Sie hatten ein Lächeln verdient.

Langsam bahnte ich mir einen Weg zum Dorf zurück, friemelte währenddessen gedankenverloren an dem Saum meines grauen Pullovers herum.

Oder besser gesagt Fens Pullover.

In Gedanken versunken lächelte ich leicht. Zumindest das hatte sich nicht geändert...

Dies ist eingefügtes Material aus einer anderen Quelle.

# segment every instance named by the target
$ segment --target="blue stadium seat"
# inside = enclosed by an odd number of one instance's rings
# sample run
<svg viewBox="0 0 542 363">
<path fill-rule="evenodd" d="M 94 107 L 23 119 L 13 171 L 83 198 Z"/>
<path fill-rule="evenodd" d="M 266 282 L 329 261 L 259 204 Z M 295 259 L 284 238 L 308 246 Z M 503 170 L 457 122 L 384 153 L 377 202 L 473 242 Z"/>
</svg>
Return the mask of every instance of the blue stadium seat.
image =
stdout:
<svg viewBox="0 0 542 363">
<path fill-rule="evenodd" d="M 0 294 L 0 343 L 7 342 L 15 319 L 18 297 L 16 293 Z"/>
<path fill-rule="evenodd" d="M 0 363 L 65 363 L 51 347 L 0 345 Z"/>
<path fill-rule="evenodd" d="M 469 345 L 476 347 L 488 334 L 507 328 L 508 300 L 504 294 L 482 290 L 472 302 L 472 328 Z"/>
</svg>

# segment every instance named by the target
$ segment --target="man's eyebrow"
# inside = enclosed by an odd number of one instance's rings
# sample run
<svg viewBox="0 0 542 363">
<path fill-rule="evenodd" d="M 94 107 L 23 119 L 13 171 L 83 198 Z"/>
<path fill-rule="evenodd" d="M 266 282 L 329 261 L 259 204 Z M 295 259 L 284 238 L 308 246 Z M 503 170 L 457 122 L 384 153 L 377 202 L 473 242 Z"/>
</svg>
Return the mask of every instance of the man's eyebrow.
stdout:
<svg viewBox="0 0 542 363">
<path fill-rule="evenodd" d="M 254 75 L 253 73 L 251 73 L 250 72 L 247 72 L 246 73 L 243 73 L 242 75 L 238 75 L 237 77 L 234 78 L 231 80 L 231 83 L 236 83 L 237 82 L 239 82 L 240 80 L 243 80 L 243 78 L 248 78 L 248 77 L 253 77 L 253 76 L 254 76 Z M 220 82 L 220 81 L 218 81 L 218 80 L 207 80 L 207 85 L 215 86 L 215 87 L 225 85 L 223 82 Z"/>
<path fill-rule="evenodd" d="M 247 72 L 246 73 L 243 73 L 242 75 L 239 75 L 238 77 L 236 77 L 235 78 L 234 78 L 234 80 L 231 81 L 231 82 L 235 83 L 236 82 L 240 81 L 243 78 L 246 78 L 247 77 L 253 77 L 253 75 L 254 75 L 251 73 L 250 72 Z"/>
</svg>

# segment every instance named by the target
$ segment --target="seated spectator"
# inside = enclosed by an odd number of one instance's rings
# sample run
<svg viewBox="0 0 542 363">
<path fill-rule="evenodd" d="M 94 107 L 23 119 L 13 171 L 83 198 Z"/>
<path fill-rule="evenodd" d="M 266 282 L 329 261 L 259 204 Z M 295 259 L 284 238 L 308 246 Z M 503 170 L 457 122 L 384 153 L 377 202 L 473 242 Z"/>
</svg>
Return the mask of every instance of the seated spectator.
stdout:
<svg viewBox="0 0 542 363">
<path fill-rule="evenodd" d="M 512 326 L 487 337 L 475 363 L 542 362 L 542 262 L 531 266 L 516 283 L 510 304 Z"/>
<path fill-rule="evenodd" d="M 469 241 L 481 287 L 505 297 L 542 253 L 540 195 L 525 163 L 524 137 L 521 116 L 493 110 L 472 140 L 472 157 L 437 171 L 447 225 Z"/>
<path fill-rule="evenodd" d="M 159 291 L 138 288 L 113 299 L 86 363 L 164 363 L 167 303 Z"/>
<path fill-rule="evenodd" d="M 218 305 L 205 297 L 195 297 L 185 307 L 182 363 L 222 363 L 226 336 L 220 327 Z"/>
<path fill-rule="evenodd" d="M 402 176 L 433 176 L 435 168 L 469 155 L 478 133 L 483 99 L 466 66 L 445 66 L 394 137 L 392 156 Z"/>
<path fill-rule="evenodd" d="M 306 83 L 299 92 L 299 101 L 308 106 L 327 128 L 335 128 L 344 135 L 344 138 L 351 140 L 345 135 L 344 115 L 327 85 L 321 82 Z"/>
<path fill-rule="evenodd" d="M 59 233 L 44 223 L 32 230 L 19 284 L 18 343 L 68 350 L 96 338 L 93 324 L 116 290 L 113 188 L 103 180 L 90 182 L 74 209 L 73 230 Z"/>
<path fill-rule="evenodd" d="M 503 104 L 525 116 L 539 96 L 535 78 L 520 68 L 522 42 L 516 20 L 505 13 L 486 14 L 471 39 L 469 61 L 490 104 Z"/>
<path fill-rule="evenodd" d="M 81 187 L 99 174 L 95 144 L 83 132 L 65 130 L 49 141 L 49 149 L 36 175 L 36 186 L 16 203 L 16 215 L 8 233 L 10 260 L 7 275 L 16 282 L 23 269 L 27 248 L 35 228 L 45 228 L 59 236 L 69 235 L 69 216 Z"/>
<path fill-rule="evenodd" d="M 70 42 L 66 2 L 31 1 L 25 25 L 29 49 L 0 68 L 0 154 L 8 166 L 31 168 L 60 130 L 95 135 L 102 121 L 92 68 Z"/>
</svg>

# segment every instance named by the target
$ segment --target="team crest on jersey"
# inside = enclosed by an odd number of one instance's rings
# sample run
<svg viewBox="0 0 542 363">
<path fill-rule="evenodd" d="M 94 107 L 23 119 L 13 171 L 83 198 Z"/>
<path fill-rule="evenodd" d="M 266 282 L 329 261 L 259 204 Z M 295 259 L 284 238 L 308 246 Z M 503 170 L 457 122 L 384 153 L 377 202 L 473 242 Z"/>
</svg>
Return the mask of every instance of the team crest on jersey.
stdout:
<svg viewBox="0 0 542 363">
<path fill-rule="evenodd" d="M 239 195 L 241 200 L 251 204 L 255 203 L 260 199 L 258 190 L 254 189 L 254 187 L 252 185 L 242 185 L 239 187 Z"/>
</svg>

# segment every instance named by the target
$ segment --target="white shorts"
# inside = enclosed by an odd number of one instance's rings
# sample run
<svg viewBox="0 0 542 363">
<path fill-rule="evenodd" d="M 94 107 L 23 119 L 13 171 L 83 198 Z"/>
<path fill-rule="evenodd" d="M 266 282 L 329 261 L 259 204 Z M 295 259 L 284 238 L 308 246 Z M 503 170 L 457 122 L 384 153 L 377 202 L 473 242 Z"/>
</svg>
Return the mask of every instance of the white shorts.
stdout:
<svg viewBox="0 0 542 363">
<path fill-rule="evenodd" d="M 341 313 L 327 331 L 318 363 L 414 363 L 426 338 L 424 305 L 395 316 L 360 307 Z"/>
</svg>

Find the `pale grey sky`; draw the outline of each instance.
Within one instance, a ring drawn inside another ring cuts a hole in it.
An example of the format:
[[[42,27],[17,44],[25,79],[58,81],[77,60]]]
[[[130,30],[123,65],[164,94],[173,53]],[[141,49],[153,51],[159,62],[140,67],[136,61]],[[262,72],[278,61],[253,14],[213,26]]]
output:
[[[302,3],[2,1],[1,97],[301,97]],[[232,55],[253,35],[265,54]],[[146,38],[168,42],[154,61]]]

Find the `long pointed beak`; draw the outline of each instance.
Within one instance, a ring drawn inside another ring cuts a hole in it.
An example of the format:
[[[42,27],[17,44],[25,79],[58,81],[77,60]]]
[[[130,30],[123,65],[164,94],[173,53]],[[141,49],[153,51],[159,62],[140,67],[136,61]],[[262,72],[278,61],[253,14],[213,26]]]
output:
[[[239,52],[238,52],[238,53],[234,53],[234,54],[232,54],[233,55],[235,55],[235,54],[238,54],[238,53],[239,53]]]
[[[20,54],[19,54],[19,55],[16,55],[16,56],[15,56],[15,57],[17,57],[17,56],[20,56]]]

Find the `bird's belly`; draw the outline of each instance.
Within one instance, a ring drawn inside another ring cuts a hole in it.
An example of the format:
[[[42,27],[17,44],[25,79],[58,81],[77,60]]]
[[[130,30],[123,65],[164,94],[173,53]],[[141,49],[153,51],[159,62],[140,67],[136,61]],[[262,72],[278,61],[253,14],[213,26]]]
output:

Tut mir Leid Yve, ich trage immer noch keine Kleider.

»Hey.«

Liam drehte sich lächelnd zu mir um, seine braunen Augen funkelten gutmütig.

»Wie geht's?«, fragte er, beinahe beiläufig, doch ich war kein Trottel, ich wusste, was hinter diesen Worten steckte.

Er bemühte sich, es möglichst unauffällig zu tun und trotzdem war mir sehr wohl klar, wie prüfend er mich musterte.

Vermutlich dachte er, ich würde jeden Moment vor ihm zusammenbrechen, in Tränen ausbrechen und nie wieder aufstehen.

Vor drei Wochen hätte ich genau das vermutlich getan, doch ich hatte viel Zeit, um nachzudenken.

Und ich wusste: Ylva und Fenris hätten niemals gewollt, dass ich so komplett in meinem Selbstmitleid versank.

Also versuchte ich es.

Mehr oder minder aufrichtig lächelte ich Lee an.

»Es geht«, antwortete ich schließlich wahrheitsgetreu.

Denn es stimmte. Es war so ein Mittelding - irgendwie.

Manchmal spürte ich, wie mein Herz kurz aussetzte, wie es für einen Moment schmerzhaft zog. Aber es wurde besser.

So gut es eben werden konnte, nachdem zwei geliebte Menschen gestorben waren.

Trotzdem glaubte ich, mit dem Schmerz wesentlich besser umgehen zu können, als Alec...

Ich seufzte bei dem Gedanken an ihn, Lee wirkte nicht wirklich überzeugt, nickte dann jedoch.

»Wollen wir?«

Ich nickte ebenfalls und wir liefen los, ich war mir ziemlich sicher, dass die meisten Schüler sich bereits auf den Weg gemacht hatten.

»Gibt es Neuigkeiten von Gabe?«, fragte Liam schließlich irgendwann, ich seufzte bedauernd.

Gabe...

»Nein, er ist immer noch verschwunden...«

Gabe war seit ihrem Tod nicht mehr aufgetaucht.

Wenn Fenris das wüsste... er würde ausrasten.

Unsere Jäger taten zwar alles, um seine Witterung aufzunehmen, aber bis jetzt waren sie nicht wirklich erfolgreich gewesen. Ich konnte nur beten, dass es ihm gut ging - das er noch lebte.

Und dabei blendete ich gekonnt aus, wie unwahrscheinlich das alles schien.

Ich meine, er war Gabe. Er würde das schon schaffen.

Ich wünschte mir nur, er hatte nicht mitansehen müssen, wie seinem Gefährte...

Nein, selbst wenn ich es langsam schaffte, wieder aufrecht zu gehen, daran konnte ich nicht denken.

Daran wollte ich nie wieder denken...

◊♠◊♠◊♠◊

Es war ein komisches Gefühl. Wieder in der Schule zu sein, meine ich.

Immerhin war ich auch seit einem Monat nicht mehr hier gewesen.

Und es war merkwürdig. Denn... alles schien wie immer.